LOS CUENTOS DE CONCHA

EL ALBA

Concha Casas -Escritora-

Dicen que la hora más oscura de la noche, es la que precede al  alba. En ese momento es  cuando el cielo adquiere una luz especial. En contraste con la negritud de la bóveda celeste, las estrellas brillan con tanta intensidad, que parece que quisieran desafiar al sol, librando cada alborada una  batalla, que saben  de antemano que van a perder.

El viento también participa en ella, es como si apareciese en escena para disuadir a las estrellas de ese afán imposible de permanencia.

La quietud de la noche se rompe, la brisa matinal comienza a mover las hojas y silva entre ellas, despertando a las aves que en breve atronaran con sus cantos la madrugada.

Y fue en ese momento apocalíptico de fin y principio, cuando Alba decidió acabar con su vida.

Quizás cuando su madre le puso ese nombre anticipó el momento de su fin.

Había ligado su caminar al hombre equivocado, o quizás sería mejor decir a los hombres equivocados, casi desde que tenía razón se recordaba buscando un amor que se le escurría como el agua entre los dedos.

Huyó de casa apenas consiguió mantenerse por sí misma. Se sentía incapaz de soportar un día más la violencia del padre y la actitud servil de su madre, que recibía los golpes tanto físicos como verbales, como quien da la hora.

Sin embargo a pesar de la aparente normalidad con que transcurría semejante anomalía, Alba ni supo, ni quiso adaptarse a ella.

Era dulce, suave y cálida y quizás por eso, por aquello del contraste, siempre se arrimaron a ella los más rudos, salvajes y despiadados compañeros que nunca quiso tener.

Llegó a visitar a un psicólogo, temiendo que de alguna manera, fuese ella la culpable de los golpes que le daban, como si pretendieran hacerle ver que nadie huye de su destino.

Es un intento de justificar al padre”, sentenció el galeno. “Provocas las circunstancias necesarias para normalizar la actitud paterna”.

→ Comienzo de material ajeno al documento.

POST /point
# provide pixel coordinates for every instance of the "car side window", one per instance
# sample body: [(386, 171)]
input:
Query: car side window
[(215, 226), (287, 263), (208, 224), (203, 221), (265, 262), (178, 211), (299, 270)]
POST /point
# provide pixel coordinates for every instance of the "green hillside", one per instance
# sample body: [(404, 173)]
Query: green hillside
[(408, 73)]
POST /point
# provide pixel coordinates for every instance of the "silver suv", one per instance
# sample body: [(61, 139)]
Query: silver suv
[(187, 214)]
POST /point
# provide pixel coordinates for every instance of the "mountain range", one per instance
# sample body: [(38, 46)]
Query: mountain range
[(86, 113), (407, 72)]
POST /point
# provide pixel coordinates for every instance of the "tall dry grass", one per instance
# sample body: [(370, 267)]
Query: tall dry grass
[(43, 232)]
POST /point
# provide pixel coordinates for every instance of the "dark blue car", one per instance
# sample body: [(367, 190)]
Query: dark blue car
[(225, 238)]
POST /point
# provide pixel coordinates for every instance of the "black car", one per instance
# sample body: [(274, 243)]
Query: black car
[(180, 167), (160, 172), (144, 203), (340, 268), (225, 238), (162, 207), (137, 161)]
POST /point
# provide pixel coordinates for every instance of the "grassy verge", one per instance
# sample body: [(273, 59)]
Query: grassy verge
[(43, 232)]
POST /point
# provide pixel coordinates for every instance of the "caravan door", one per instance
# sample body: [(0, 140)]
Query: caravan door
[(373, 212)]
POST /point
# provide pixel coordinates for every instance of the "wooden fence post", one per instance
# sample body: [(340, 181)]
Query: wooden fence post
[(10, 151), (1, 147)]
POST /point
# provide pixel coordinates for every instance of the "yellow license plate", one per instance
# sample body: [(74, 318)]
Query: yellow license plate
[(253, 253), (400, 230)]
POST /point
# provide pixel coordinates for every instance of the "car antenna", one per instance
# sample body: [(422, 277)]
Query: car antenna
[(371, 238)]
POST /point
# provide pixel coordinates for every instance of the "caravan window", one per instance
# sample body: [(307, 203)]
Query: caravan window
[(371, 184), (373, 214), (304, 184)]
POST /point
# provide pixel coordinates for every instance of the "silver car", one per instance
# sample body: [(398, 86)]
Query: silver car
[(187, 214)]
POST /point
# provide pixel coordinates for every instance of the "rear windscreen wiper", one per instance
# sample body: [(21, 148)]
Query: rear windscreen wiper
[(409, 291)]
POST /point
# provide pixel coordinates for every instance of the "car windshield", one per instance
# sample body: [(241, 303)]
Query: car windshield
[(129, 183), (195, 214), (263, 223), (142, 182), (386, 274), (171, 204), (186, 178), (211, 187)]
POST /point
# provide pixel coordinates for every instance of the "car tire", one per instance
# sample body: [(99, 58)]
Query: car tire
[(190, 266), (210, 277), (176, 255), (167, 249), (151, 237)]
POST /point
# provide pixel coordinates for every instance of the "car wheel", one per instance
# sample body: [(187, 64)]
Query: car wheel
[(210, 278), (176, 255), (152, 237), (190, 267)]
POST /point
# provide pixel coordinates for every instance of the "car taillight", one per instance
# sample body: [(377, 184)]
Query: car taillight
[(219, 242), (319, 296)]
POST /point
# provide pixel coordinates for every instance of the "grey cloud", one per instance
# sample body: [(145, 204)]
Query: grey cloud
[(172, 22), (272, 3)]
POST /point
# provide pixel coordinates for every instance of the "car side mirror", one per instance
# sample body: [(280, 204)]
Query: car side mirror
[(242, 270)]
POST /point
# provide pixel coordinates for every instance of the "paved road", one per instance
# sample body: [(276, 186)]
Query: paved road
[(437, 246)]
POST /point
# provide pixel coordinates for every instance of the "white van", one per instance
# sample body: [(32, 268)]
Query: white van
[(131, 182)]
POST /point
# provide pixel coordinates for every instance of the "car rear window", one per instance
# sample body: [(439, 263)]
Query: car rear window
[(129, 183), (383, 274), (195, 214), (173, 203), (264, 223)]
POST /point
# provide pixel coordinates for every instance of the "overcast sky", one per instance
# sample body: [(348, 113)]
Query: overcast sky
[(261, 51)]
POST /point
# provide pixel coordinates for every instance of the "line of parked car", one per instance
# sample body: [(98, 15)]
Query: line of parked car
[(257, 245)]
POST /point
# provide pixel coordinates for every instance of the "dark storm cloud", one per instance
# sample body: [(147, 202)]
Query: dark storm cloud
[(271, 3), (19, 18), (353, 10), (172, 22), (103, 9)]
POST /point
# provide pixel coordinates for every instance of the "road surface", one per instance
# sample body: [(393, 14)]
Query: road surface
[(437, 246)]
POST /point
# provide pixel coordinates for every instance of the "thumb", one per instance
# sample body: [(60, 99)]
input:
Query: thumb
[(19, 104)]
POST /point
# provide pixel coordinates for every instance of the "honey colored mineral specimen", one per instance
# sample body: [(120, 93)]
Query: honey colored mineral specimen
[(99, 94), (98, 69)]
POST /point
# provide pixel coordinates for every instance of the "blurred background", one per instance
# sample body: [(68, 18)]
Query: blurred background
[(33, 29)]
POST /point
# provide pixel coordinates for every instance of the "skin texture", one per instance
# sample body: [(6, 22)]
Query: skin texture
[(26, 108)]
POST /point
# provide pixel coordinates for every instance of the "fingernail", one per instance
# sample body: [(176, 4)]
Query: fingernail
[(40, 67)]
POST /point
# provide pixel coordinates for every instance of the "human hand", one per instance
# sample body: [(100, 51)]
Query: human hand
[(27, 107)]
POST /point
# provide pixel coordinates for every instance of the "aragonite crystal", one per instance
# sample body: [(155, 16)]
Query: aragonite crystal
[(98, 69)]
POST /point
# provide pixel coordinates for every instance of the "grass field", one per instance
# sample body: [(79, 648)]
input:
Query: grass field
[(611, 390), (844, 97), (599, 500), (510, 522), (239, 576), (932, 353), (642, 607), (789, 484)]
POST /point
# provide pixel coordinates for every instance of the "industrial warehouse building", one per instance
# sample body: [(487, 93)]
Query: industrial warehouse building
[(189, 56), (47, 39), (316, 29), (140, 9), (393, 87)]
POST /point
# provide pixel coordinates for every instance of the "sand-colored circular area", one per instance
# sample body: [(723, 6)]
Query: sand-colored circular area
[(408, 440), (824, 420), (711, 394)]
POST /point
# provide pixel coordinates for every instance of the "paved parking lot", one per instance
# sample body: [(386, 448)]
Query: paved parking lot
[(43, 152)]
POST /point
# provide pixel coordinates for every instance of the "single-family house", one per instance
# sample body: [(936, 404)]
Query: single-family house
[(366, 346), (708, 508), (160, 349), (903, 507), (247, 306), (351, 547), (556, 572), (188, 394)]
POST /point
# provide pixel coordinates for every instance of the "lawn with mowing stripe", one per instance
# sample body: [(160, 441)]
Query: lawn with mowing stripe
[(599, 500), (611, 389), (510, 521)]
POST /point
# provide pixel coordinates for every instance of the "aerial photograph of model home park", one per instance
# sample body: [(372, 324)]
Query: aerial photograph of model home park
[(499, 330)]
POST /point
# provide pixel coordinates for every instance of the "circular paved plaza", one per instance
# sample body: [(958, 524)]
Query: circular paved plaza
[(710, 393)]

Con un dolor tan grande a cuestas que apenas podía con él, salió de aquella consulta jurándose a sí misma, que jamás volvería a relacionarse con ningún hombre, ya que parecía atraer como un imán a los ejemplares más cainítas del sexo contrario.

Pero la soledad le pesó más que la pena, y volvió a repetir y volvió a elegir al menos adecuado.

Su vida se convirtió en una eterna huida, de los hombres, de la violencia y de sí misma.

Una eterna noche negra se apoderó de sus días, que solo se diferenciaban unos de otros en que el paso de los mismos, la hundía cada vez más, pulverizando su espíritu, que ya andaba perdido en los submundos más terribles de la  negra pena.

Se alejó de todo y de todos. Primero de sus padres, a quienes consideraba responsables directos de su desgracia. A él, por haber roto el amor que su madre le profesaba y romperlo en mil pedazos que saltaban en forma de agujas con cada bofetada que le daba, agujas que parecían rebotar en ella y que se clavaban directas en su tierno corazón infantil.

Y a ella, a su madre, por no haber sido capaz de defenderse, por haber aceptado como normal el infierno en el que él convirtió la casa y por haberla convertido en una muñeca agujereada y rota, a la tierna edad en que debería haber jugado con las hadas.

Por eso al mirarse en el espejo ese amanecer y ver de nuevo en  su rostro las huellas de la violencia y en sus ojos la sombra que deja el miedo, tras haberse marchado el último hombre en el que había puesto todas sus esperanzas, en esa hora en la que  más brillaban las estrellas y cuando mas negra era la noche, se asomó al balcón de su casa y saltando a través de la barandilla, se fundió para siempre con ese viento, que empujaba la  oscuridad para abrirle  espacio a la luz.